Alopecia Storytime

Tuesday, September 5, 2017 / 4:11 PM

I was 7 years old when my hair started falling out. It was a really hot day and my school was this 100 year old building that didn’t have central A/C. So we were having this quiet reading time and I reached back to tie up my hair into a ponytail.

A few minutes later, I started hearing this whispering behind me...and then it started getting closer and closer, and it turned into laughter. A girl tapped me on the shoulder and pointed to my head.

“Maybe you shouldn’t tie your hair up,” she said.

I wasn’t really sure what to say. And then she said, “You’ve got a bald spot.”

I quickly pulled the hair tie off my head and sunk back into my book, mortified. When I got home that day, I asked my mom about it and she said that it’s normal for people’s hair to fall out. But it’ll grow back. That’s just how it is.

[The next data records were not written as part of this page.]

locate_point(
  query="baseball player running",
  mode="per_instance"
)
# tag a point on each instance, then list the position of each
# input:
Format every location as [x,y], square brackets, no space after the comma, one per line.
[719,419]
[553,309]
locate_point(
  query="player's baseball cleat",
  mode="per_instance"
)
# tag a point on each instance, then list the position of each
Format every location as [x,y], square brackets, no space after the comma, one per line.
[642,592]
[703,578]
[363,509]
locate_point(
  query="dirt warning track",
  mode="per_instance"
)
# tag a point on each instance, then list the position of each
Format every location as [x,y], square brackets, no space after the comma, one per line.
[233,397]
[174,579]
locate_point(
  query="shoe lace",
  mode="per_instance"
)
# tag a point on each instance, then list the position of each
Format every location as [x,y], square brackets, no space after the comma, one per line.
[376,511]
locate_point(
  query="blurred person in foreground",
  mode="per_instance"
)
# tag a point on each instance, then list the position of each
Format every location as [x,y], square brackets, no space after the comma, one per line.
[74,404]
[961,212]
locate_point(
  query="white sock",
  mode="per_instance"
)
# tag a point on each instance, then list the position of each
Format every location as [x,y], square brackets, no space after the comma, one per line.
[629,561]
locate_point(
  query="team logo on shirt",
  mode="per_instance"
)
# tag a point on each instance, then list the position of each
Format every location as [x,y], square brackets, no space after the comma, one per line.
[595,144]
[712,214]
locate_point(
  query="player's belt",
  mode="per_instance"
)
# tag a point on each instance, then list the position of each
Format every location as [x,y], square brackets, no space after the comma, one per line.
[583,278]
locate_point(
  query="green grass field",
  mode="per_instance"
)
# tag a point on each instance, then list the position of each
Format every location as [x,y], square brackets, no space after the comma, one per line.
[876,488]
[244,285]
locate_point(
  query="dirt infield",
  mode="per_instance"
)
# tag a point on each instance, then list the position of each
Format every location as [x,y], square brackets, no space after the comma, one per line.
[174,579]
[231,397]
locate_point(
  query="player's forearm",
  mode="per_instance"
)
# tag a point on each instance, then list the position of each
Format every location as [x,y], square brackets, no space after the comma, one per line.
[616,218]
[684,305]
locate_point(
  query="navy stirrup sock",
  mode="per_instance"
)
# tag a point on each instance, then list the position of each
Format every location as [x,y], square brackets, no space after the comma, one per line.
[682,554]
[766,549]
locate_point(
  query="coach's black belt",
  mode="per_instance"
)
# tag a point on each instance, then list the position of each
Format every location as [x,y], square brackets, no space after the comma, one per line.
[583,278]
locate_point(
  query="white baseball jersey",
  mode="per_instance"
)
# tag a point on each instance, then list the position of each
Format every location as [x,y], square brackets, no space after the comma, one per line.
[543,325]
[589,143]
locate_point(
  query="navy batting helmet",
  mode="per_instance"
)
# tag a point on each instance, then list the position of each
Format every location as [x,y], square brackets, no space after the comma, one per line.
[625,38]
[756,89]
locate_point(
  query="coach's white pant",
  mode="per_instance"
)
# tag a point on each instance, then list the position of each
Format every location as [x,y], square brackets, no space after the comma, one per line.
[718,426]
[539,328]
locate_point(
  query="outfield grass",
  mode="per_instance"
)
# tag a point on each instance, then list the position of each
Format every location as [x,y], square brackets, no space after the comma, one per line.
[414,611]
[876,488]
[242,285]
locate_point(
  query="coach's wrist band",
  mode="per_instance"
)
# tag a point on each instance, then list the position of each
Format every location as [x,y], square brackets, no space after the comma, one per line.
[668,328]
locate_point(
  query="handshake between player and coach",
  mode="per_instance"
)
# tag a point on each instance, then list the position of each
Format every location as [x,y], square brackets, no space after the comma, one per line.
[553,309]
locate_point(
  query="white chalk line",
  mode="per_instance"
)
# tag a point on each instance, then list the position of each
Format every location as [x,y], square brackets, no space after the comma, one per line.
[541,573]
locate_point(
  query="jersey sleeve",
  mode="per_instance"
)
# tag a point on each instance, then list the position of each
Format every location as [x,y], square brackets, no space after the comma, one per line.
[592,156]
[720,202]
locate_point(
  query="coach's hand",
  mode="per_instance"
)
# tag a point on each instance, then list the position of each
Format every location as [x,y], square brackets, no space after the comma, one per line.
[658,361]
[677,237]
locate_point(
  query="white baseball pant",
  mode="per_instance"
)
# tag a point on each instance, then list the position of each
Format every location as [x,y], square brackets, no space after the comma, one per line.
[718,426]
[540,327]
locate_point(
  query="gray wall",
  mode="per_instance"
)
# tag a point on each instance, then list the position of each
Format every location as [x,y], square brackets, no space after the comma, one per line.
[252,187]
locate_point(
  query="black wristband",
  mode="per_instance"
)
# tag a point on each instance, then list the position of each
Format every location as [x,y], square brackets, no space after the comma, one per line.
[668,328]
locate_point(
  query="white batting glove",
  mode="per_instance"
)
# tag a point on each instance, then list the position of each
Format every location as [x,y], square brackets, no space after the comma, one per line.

Except...it didn’t grow back. It actually kept falling out. I started wrapping my head in scarves and tried to disappear as quickly as my eyebrows and eyelashes did from my face. I spent recesses on the bench reading, and at lunch, the librarian would let me spend the period inside the library instead of having to be outside with the rest of the kids.

I begged my teachers to let me sit in the back of the classroom so the others wouldn’t stare – I wasn’t really successful in that – and I wanted to draw as little attention to myself as possible, even though it felt like everyone was looking. All the time.

We went to a lot of doctors and specialists before someone told us what was going on. “Alopecia,” the doctor said. There was no "cure."

My hair kept falling out. If you look at the school photos lined up somewhere in my parents’ house, you’ll see the change. The last photo of me in a yearbook with a somewhat full head of my own hair was fourth grade.

I got my first wig in sixth grade. I got my second wig at the start of high school, and then the third wig before my junior year. And all that time, I still had these strands and chunks of hair growing out of my head, but more than 80% of it was gone. It felt like I was clutching onto this hope that even though it had been years since I had a full head of hair, maybe one day my body would decide it was done fighting itself. But thinking like that also made me sad, because I knew it wasn’t going to happen.

When I went to get my fourth wig after my first year in college – that was the first time I shaved my head. And after I did it, I felt free. It’s kind of hard to explain, but you know when you finally throw out that box of mementos you keep in your closet of stuff from the past that kind of hurts you? You know, stuff from ex-boyfriends, things like that? It’s kind of a silly comparison, but that’s what this felt like. I was accepting reality.

I started taking this medication a couple years ago. It made my hair and eyebrows suddenly start growing back, but the doctor warned me it was just temporary. When I stopped the medication, it would all just fall out again.

I stopped taking the medication a few months ago. My eyebrows disappeared, and my hair – I didn’t remember how fast it could fall out, but it’s almost nearly all gone now. Every morning I’ll wake up and more wisps of hair will be on my pillow and falling onto the bathroom counter. The strands stick to my clothes and get caught up in the vacuum, and I’ve just found myself getting tired of it.

So, I think it’s time to accept reality again.